See here.Rule #3: Beware of bathrooms. This is where we let our guard down, where we are also most vulnerable for a variety of reasons. In other words, banks, when eliminating the waste, are the most at risk. Maybe we should make sure they don't cut too much.
Rule #4: Seat belts. It pays to take advantage of built-in safety mechanisms. Plus, EVERYBODY is supposed to wear them. Maybe FDIC should start stopping folks just to check. And make sure all vehicles are equipped, too.
Rule #7: Travel light. You never know when all those extra assets will have to be carried at market values. Or when things that were good as gold yesterday will be revalued downward because the ratings agencies were revealed to have no clothes.
Rule #12: Bounty. It's the quicker-picker-upper. Kind of like regulatory capital in the 80s. Good to have some around.
Rule #17: Don't be a hero. Ask Jamie Dimon at JPMorgan how that's going for him these days.
Rule #18: Limber up. The Fed certainly heeded this one back in 2007, as they started to create liquidity programs for any and every purpose. Just in case. This works best alongside cardio. See Rule #1.
Rule #22: Know your way out. Sounds like something for Bernanke to consider in the future. 2006 is calling! Not that all that liquidity wasn't useful, but it's being used (erroneously) to trick the rest of the world into looking askance at the dollar. Not good.

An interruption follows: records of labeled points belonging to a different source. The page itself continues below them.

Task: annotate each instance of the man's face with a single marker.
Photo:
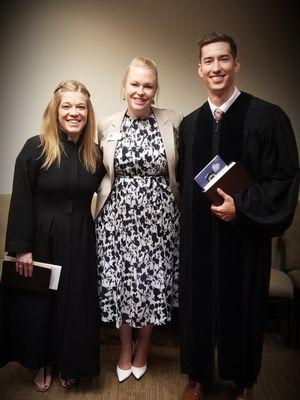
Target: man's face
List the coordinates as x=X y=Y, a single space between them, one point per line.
x=217 y=68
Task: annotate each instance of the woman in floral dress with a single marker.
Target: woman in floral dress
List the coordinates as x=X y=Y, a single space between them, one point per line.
x=137 y=217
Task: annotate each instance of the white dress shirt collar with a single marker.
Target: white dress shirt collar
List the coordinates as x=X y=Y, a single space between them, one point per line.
x=224 y=107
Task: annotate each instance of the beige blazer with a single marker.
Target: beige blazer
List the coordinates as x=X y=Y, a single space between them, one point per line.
x=168 y=122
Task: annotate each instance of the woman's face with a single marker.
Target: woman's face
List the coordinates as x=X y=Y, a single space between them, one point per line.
x=72 y=113
x=140 y=89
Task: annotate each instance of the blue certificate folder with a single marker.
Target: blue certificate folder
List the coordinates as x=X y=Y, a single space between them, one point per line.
x=214 y=167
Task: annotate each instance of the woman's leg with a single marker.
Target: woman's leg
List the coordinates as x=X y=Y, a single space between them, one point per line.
x=142 y=346
x=125 y=334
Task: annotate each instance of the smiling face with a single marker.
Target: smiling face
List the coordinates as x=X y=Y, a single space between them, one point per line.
x=217 y=68
x=140 y=89
x=72 y=113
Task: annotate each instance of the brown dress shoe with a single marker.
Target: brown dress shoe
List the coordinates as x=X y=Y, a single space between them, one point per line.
x=244 y=394
x=192 y=391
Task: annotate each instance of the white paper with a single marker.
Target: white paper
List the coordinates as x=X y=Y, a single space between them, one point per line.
x=55 y=271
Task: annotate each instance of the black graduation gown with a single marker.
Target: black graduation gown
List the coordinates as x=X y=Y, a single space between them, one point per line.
x=50 y=216
x=225 y=267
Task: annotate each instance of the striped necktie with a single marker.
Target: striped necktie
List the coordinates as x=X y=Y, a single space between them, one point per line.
x=218 y=114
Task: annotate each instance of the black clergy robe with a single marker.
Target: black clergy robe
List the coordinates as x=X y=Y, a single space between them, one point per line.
x=50 y=216
x=225 y=267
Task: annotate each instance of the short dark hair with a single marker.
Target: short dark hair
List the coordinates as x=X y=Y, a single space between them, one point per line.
x=214 y=37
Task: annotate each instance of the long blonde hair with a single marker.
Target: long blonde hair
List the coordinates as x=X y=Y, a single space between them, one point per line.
x=52 y=145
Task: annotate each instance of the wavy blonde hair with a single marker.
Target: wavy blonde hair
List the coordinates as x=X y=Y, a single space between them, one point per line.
x=142 y=62
x=52 y=145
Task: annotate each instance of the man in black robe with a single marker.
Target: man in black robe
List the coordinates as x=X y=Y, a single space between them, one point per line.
x=226 y=250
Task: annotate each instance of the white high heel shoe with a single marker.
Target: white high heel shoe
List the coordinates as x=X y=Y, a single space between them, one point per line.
x=138 y=372
x=123 y=374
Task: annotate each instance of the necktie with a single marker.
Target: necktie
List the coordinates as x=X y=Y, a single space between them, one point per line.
x=218 y=114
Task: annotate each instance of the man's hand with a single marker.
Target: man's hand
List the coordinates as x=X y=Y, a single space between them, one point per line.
x=226 y=211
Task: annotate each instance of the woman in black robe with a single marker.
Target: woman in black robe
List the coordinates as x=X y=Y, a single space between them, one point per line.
x=56 y=175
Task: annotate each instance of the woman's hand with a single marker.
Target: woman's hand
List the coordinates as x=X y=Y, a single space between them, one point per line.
x=24 y=264
x=226 y=211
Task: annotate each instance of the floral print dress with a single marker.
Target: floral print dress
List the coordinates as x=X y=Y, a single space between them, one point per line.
x=138 y=232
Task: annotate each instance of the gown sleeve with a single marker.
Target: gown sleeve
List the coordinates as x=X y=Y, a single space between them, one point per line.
x=272 y=158
x=20 y=225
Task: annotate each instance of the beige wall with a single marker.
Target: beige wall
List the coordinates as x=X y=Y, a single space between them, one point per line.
x=93 y=41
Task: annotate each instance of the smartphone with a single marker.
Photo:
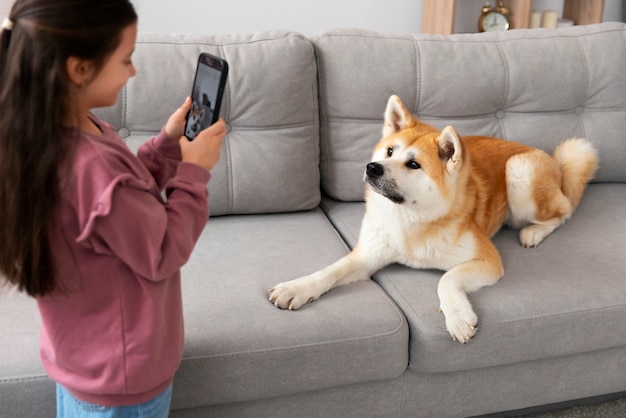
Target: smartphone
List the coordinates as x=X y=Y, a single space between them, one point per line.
x=206 y=94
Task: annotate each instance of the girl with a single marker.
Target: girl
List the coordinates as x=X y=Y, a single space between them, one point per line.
x=84 y=227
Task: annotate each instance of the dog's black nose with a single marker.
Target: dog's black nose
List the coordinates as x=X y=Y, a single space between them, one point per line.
x=374 y=170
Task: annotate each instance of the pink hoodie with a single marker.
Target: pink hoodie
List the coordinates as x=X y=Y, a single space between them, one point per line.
x=113 y=335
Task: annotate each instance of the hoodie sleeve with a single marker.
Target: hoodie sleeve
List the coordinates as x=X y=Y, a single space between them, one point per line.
x=153 y=238
x=161 y=156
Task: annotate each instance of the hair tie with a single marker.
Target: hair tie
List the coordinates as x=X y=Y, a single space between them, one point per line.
x=7 y=24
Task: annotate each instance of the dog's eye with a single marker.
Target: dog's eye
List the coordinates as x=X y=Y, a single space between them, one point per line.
x=413 y=165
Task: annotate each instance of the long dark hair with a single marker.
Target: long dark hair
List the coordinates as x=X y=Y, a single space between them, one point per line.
x=35 y=103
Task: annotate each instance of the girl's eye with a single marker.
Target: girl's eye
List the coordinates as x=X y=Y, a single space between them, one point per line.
x=413 y=165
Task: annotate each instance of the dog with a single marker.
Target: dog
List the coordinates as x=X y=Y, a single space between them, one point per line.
x=434 y=200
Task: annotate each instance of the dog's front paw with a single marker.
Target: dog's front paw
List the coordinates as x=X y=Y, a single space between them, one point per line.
x=461 y=321
x=293 y=294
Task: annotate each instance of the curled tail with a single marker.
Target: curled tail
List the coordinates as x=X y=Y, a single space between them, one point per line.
x=578 y=160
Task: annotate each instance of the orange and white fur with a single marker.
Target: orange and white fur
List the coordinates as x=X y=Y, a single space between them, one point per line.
x=433 y=200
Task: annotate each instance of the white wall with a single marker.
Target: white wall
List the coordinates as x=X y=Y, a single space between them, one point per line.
x=311 y=17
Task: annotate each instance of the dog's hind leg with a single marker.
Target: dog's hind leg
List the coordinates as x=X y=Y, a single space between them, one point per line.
x=537 y=204
x=357 y=265
x=454 y=285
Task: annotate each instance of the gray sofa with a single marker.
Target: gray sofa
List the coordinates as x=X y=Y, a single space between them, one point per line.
x=286 y=199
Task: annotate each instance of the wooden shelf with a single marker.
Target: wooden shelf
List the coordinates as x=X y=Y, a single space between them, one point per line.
x=438 y=15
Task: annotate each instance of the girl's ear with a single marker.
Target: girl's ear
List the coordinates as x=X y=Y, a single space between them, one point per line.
x=78 y=70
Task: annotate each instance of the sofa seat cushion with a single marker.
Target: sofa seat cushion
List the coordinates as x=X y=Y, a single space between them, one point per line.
x=240 y=347
x=565 y=297
x=270 y=107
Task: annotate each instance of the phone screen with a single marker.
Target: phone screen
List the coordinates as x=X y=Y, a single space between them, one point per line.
x=206 y=94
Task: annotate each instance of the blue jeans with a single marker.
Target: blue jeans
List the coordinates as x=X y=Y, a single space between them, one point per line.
x=70 y=407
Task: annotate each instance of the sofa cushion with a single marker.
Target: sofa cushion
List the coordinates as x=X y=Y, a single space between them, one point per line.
x=562 y=298
x=270 y=156
x=240 y=347
x=495 y=84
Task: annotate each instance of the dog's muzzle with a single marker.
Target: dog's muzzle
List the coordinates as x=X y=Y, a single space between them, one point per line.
x=375 y=177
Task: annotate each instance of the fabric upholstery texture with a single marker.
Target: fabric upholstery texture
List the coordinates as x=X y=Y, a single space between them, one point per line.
x=536 y=87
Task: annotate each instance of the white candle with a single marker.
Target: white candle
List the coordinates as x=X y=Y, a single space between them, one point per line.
x=549 y=19
x=535 y=20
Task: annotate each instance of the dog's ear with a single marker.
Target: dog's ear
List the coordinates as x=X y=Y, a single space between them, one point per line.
x=450 y=149
x=397 y=117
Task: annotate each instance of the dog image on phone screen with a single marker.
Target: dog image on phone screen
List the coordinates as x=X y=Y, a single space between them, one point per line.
x=434 y=200
x=194 y=120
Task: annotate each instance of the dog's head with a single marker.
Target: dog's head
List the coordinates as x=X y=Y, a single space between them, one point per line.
x=414 y=164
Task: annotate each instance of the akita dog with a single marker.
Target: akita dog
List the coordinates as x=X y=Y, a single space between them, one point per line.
x=434 y=199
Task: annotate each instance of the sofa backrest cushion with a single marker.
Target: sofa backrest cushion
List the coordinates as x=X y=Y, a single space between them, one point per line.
x=536 y=86
x=270 y=157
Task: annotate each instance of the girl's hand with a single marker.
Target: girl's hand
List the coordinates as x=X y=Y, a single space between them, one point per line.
x=205 y=149
x=176 y=123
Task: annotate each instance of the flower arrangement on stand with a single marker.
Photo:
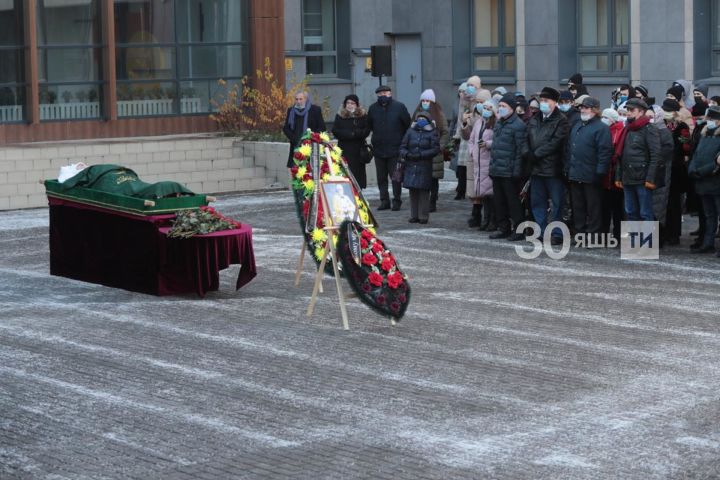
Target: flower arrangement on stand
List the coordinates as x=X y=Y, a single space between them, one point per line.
x=377 y=278
x=201 y=221
x=303 y=185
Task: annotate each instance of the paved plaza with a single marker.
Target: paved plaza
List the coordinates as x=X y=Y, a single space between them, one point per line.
x=585 y=368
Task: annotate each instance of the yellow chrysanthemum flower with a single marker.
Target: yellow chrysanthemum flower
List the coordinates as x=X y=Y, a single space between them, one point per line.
x=306 y=150
x=319 y=235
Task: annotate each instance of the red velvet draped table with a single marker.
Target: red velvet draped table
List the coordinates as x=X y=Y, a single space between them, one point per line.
x=133 y=252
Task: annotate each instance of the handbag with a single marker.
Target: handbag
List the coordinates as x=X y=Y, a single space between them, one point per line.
x=366 y=152
x=399 y=174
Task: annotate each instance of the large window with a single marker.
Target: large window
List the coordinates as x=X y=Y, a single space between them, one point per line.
x=69 y=59
x=604 y=36
x=319 y=40
x=12 y=78
x=170 y=55
x=493 y=36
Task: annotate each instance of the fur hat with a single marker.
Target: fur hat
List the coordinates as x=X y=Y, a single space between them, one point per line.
x=713 y=112
x=550 y=93
x=576 y=79
x=428 y=95
x=611 y=114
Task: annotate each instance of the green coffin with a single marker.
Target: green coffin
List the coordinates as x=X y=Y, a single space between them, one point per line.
x=123 y=203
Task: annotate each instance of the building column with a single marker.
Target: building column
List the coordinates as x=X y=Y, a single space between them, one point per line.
x=267 y=37
x=31 y=62
x=520 y=43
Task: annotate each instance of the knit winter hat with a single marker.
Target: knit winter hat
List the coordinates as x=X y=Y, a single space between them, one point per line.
x=676 y=91
x=428 y=95
x=702 y=88
x=611 y=114
x=510 y=100
x=670 y=105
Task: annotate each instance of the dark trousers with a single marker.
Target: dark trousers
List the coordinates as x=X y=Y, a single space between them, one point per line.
x=461 y=173
x=587 y=207
x=507 y=204
x=673 y=219
x=419 y=203
x=384 y=168
x=543 y=190
x=613 y=211
x=711 y=206
x=435 y=190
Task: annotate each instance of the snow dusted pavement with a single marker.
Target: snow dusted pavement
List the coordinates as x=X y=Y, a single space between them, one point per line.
x=586 y=368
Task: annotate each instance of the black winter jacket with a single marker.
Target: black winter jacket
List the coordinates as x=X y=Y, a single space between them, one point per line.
x=388 y=125
x=418 y=147
x=589 y=151
x=546 y=142
x=703 y=167
x=509 y=148
x=315 y=123
x=641 y=156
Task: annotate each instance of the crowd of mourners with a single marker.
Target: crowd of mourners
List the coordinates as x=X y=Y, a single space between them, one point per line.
x=555 y=156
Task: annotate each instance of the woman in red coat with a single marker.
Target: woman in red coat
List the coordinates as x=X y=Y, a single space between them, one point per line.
x=613 y=199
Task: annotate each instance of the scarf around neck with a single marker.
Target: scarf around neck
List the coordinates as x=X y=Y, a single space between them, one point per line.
x=300 y=113
x=634 y=126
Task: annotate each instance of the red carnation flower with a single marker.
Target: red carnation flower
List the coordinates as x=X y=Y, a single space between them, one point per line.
x=387 y=264
x=395 y=280
x=375 y=278
x=369 y=259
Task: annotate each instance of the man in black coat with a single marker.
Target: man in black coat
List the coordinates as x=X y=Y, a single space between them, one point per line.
x=547 y=133
x=388 y=120
x=300 y=117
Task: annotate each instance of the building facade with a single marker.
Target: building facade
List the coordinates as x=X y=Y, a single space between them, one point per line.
x=80 y=69
x=522 y=45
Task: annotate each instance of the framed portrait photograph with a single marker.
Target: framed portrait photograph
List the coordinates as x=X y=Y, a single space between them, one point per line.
x=340 y=201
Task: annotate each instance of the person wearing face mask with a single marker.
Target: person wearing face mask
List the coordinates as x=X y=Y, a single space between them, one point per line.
x=547 y=133
x=567 y=108
x=613 y=202
x=681 y=147
x=638 y=157
x=473 y=94
x=388 y=120
x=418 y=148
x=663 y=178
x=480 y=142
x=704 y=168
x=428 y=104
x=351 y=129
x=701 y=102
x=508 y=152
x=588 y=155
x=677 y=93
x=300 y=118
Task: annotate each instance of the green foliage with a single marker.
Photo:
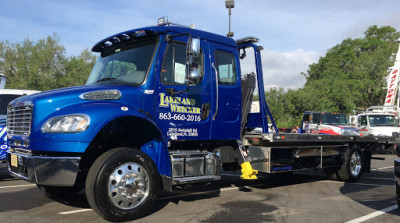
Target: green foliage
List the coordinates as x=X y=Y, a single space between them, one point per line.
x=351 y=76
x=43 y=65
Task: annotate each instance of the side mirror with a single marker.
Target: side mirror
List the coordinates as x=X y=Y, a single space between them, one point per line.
x=194 y=61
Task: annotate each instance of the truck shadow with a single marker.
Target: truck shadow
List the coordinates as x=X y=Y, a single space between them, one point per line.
x=375 y=190
x=12 y=200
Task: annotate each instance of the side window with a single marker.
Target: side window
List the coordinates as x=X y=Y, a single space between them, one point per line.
x=115 y=68
x=363 y=120
x=316 y=118
x=306 y=118
x=173 y=70
x=226 y=66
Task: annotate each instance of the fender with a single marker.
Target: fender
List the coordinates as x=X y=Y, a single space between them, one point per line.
x=100 y=113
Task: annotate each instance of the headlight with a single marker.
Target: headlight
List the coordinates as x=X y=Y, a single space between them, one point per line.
x=68 y=123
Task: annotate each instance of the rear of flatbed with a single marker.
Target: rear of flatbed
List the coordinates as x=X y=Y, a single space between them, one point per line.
x=342 y=157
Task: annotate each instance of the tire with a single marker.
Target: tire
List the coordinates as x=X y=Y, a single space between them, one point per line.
x=60 y=191
x=353 y=166
x=122 y=184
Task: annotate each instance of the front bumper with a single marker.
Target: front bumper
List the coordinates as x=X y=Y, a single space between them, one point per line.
x=44 y=170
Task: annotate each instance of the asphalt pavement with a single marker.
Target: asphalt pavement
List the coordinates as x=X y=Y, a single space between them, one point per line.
x=306 y=196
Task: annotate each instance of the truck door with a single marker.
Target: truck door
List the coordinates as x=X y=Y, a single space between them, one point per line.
x=226 y=109
x=184 y=115
x=363 y=124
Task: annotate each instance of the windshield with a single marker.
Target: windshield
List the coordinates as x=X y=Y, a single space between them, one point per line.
x=334 y=119
x=382 y=120
x=127 y=64
x=4 y=100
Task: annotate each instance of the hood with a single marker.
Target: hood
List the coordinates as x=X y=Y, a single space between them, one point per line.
x=68 y=101
x=59 y=98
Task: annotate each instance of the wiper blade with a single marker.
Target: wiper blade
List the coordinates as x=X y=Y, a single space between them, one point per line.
x=106 y=79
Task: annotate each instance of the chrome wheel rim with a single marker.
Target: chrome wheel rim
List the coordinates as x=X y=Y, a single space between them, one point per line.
x=355 y=164
x=128 y=186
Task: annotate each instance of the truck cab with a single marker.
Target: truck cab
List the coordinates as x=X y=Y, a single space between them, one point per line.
x=332 y=123
x=378 y=124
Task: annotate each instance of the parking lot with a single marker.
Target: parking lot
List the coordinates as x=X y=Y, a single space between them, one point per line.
x=299 y=197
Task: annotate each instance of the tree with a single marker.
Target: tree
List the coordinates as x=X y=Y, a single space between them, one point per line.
x=43 y=65
x=351 y=76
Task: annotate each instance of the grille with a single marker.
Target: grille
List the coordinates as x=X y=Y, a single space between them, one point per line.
x=19 y=119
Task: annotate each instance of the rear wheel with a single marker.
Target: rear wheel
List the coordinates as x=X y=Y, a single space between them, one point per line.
x=122 y=184
x=353 y=166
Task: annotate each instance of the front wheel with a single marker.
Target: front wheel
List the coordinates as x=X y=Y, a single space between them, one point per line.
x=353 y=166
x=122 y=184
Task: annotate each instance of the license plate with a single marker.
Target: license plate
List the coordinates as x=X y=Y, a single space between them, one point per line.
x=14 y=160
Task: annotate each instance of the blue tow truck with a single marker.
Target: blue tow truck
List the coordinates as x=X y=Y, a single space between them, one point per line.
x=163 y=106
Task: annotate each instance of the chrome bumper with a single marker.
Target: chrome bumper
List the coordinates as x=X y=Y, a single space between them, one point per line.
x=49 y=171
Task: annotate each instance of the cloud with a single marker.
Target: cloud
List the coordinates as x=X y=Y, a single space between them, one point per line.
x=282 y=69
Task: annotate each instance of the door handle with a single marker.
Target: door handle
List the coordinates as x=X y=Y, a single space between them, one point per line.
x=205 y=111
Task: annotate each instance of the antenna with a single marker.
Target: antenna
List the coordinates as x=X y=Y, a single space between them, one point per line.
x=229 y=4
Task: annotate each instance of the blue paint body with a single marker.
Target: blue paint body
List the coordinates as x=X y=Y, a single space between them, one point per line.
x=148 y=101
x=3 y=140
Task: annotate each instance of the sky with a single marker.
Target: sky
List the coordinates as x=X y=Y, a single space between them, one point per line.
x=294 y=33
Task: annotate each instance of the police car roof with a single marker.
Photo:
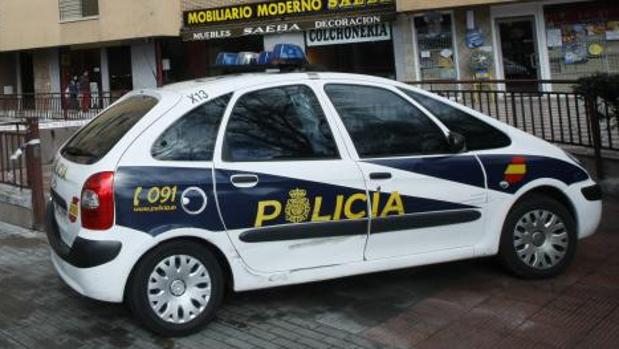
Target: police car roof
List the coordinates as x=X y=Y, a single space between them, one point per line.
x=229 y=83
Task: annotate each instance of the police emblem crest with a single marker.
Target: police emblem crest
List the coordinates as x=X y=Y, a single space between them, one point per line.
x=297 y=206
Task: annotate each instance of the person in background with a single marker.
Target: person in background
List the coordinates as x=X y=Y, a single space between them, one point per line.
x=73 y=93
x=84 y=87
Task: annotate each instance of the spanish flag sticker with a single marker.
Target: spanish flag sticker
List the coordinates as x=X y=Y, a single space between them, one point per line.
x=516 y=170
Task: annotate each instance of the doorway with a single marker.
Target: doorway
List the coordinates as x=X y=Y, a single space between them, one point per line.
x=27 y=79
x=519 y=53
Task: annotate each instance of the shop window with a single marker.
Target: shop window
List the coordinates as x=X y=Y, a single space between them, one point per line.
x=383 y=124
x=76 y=9
x=435 y=46
x=582 y=38
x=119 y=61
x=275 y=124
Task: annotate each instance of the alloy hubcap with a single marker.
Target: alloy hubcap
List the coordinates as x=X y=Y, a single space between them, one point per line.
x=540 y=239
x=179 y=289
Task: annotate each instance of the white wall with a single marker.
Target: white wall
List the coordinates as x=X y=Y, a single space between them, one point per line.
x=143 y=65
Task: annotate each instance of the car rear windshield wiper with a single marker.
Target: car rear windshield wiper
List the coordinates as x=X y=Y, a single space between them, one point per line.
x=75 y=151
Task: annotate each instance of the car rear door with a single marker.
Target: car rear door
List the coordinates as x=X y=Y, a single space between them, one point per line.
x=424 y=198
x=289 y=194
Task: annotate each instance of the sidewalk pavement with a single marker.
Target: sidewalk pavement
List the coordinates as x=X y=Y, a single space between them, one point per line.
x=467 y=304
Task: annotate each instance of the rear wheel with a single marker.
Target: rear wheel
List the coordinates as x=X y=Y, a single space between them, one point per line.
x=176 y=288
x=539 y=238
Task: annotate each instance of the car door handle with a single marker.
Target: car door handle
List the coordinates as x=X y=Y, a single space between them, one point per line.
x=379 y=176
x=244 y=180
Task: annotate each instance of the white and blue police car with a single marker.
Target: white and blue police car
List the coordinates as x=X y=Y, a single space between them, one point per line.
x=260 y=180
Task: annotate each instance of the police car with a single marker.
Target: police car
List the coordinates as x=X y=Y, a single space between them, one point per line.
x=259 y=180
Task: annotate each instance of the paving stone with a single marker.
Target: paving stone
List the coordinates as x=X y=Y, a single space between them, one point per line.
x=462 y=304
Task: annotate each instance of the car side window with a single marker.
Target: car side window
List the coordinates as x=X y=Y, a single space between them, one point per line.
x=192 y=137
x=478 y=134
x=281 y=123
x=383 y=124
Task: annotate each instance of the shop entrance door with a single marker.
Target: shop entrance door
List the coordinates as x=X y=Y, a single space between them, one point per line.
x=519 y=53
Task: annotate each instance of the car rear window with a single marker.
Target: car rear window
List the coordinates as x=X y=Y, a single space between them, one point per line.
x=94 y=140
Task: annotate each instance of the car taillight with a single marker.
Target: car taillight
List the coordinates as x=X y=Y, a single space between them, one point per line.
x=97 y=202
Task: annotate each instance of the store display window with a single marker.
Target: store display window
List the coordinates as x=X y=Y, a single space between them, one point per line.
x=435 y=46
x=582 y=38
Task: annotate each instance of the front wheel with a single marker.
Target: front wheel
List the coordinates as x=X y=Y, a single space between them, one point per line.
x=176 y=288
x=539 y=238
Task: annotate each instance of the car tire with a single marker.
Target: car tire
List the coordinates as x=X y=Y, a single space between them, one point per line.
x=539 y=238
x=176 y=288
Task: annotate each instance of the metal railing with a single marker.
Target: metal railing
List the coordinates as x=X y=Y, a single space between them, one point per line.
x=54 y=106
x=545 y=108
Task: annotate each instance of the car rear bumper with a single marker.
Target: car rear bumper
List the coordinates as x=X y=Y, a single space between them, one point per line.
x=83 y=253
x=93 y=268
x=588 y=206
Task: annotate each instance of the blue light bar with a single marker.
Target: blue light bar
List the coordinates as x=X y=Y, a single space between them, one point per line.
x=288 y=53
x=226 y=58
x=246 y=58
x=265 y=57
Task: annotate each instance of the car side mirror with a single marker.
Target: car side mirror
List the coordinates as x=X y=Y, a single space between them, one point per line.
x=457 y=142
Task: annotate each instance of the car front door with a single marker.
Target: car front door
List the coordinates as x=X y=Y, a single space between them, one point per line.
x=423 y=197
x=289 y=194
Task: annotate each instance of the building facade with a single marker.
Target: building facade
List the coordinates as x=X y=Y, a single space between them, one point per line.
x=506 y=40
x=125 y=45
x=44 y=44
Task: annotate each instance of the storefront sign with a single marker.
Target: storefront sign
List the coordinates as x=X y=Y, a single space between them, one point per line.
x=363 y=33
x=284 y=16
x=261 y=28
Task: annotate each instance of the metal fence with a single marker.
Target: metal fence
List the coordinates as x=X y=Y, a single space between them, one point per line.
x=54 y=106
x=547 y=109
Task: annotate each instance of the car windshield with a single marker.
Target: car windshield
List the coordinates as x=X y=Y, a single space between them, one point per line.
x=96 y=139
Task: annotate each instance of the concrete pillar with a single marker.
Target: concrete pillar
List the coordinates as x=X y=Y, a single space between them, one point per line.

Rule #29: The Buddy System. We're not alone in this, just almost alone. The jackals out there are licking their chops on this, hoping the US takes a big dive and takes a hit for market economies. Hint: Fannie, Freddie, FHA, and CRA/HMDA have nothing to do with market economies. Patronage is patronage, here or in China. Thanks for playing.
Rule #31: Check the backseat. Or, the reset dates and reset rates for that matter. And income. And appraisals. And buyout clauses. And most importantly, don't let anyone in the backseat do the driving.
Rule #32: Enjoy the little things. Like bonuses for the next 5 years. And political contribs for that matter.
Rule #33: Swiss Army Knife. This is from the Boy Scouts -- be prepared. Everything on that knife has a purpose.
Oh, and a little sunscreen never hurt anybody.
If you haven't seen "Zombieland" you'd better hurry up. It looks as though its theatre days are numbered, but there's always the dollar cinema run to consider. I can't wait for folks in Congress to get a chance to watch this -- maybe their favorite zombies (Freddie and Fannie) will collapse under their own weight and keep us from having to finally, finally put them down. Remember, double-taps.
Update:
A year later, I wanted to point out two classic ideas brought up in this movie, things that will be with us forever.
Tallahassee paints the number "3" on the doors of his cars. Classy as hell. I actually had someone ask me about this after the DVD came out - they weren't from the US, so they get a pass. Everyone else, no pass.
Columbus is afraid of a lot of things (being alone with a baby, hah!) but his fear of clowns is the best.